As we all know, the debt deal was cut, the ceiling raised, and much of the heat of the debate has dissipated.
And that’s a shame, because this debate could have provoked an even greater conversation about the ethical imperative of a society to have concern for the least of these. Instead, many politicians closed their ranks, refusing even to consider closing tax loopholes that benefit the wealthy — insisting instead on cuts to the poor and the elderly, and those trying to move out of extreme poverty.
While I’m grateful that some of this conversation has continued in the “Your Views” section of the Tribune, I’m disappointed that in an area like the Tri-Cities, with such a large percentage of professed Christians, there is not more outrage that the politics of our nation have been hijacked by a group that insists the only topic for conversation can be cuts in spending without any question of increased revenues.
Let’s be clear: The 49 percent of the population who pay no income tax has grown significantly because of the Bush tax cuts — the number jumped 11 percent alone due to the 2008 rebate checks Bush signed into law.
Furthermore, over the past 30 years, tax rates for the wealthy have fallen even while their income has continued to grow at an astounding pace.
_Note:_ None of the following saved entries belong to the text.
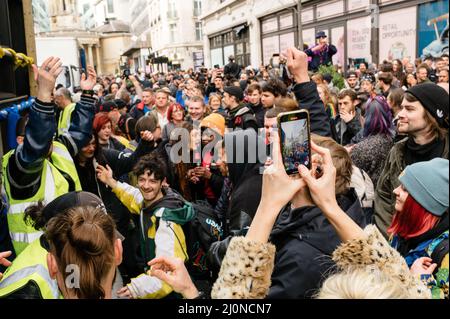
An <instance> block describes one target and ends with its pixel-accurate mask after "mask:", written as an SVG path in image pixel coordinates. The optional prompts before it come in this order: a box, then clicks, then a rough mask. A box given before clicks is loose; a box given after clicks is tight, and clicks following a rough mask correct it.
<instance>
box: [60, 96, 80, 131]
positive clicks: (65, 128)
mask: <svg viewBox="0 0 450 319" xmlns="http://www.w3.org/2000/svg"><path fill="white" fill-rule="evenodd" d="M75 107H76V104H75V103H72V104H69V105H68V106H66V108H65V109H64V110H63V111H62V112H61V114H60V116H59V121H58V135H62V134H64V133H67V132H68V131H69V128H70V124H71V122H72V113H73V111H75Z"/></svg>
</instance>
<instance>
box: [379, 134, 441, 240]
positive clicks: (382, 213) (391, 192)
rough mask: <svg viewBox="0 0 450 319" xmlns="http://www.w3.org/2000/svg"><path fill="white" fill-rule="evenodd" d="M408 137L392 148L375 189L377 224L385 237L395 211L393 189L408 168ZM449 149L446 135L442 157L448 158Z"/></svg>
mask: <svg viewBox="0 0 450 319" xmlns="http://www.w3.org/2000/svg"><path fill="white" fill-rule="evenodd" d="M408 138H409V137H408ZM408 138H405V139H404V140H402V141H400V142H398V143H397V144H395V145H394V147H393V148H392V149H391V152H390V153H389V156H388V158H387V160H386V163H385V164H384V169H383V171H382V172H381V176H380V179H379V180H378V185H377V188H376V191H375V224H376V225H377V226H378V228H379V229H380V231H381V233H382V234H383V236H384V237H385V238H388V237H389V236H388V234H387V229H388V228H389V227H390V226H391V224H392V219H393V216H394V212H395V195H394V193H393V191H394V189H396V188H397V187H399V186H400V181H399V179H398V177H399V176H400V174H401V173H402V172H403V170H404V169H405V168H406V163H405V159H404V154H405V147H406V143H407V141H408ZM448 151H449V140H448V137H447V136H446V137H445V148H444V153H443V154H442V158H445V159H448Z"/></svg>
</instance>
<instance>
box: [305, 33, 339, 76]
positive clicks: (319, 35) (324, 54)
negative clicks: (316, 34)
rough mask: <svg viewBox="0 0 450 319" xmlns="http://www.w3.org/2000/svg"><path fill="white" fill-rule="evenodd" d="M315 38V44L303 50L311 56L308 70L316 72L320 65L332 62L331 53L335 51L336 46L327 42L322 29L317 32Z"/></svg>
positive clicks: (326, 36)
mask: <svg viewBox="0 0 450 319" xmlns="http://www.w3.org/2000/svg"><path fill="white" fill-rule="evenodd" d="M316 40H317V45H316V46H314V47H312V48H310V49H308V50H306V51H305V53H306V54H307V55H308V56H309V57H311V58H312V60H311V62H310V63H309V66H308V70H310V71H313V72H317V71H318V70H319V68H320V66H321V65H329V64H330V63H331V64H332V63H333V55H335V54H336V53H337V48H336V47H335V46H334V45H332V44H328V37H327V35H326V34H325V32H324V31H320V32H318V33H317V35H316Z"/></svg>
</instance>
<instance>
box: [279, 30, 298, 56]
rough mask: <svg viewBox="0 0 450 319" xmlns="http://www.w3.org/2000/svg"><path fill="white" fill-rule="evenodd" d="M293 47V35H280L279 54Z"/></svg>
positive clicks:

The income of most workers — both those in the 49-percent group and also the vast majority of taxpayers — has barely outpaced inflation. To wit, the tax burden on the lower and middle class has not shrank nearly as much as the tax burden on the wealthy.
Once you add in job losses, pay cuts, reductions in benefits and now cuts to safety-net programs, you get a picture of an increasingly struggling poor and middle class and an increasingly wealthy upper class.
The key issue, I believe, is this increased income inequality. According to the CIA, our nation now ranks 93rd in income inequality, just behind countries like Iran and slightly ahead of impoverished nations like Rwanda. Fourteen percent of our nation lives below the poverty line (a family of four who makes less than $22,350 per year). That’s 44 million Americans — one in seven — more than at any other time since the Census began tracking poverty numbers.
In our state, almost 23 percent of children live below the poverty line.
Our nation certainly needs to get our fiscal house in order, to stop borrowing as a way of paying for massive consumption (not to mention two wars). However, to do so on the backs of the most vulnerable in our society is wrong, to do so while continuing to give tax breaks to the massively wealthy is wrong.
The Christian gospel is not about the poor and the rich all paying the same amount; throughout Scripture we read the call to those who have to give to those who do not. As Mary sang in Luke 1, when contemplating the impending arrival of the Messiah, “(The Almighty) has filled the hungry with good things, and the rich he has sent away empty.”
The question for each and every Christian, as we approach this next election year, is clear: Are we voting for politicians and policies that will feed the hungry, clothe the naked and care for the most vulnerable? After all, to do this is to care for Christ himself.
— By the Very Rev. Jared Cramer, rector of St. John’s Episcopal Church in Grand Haven.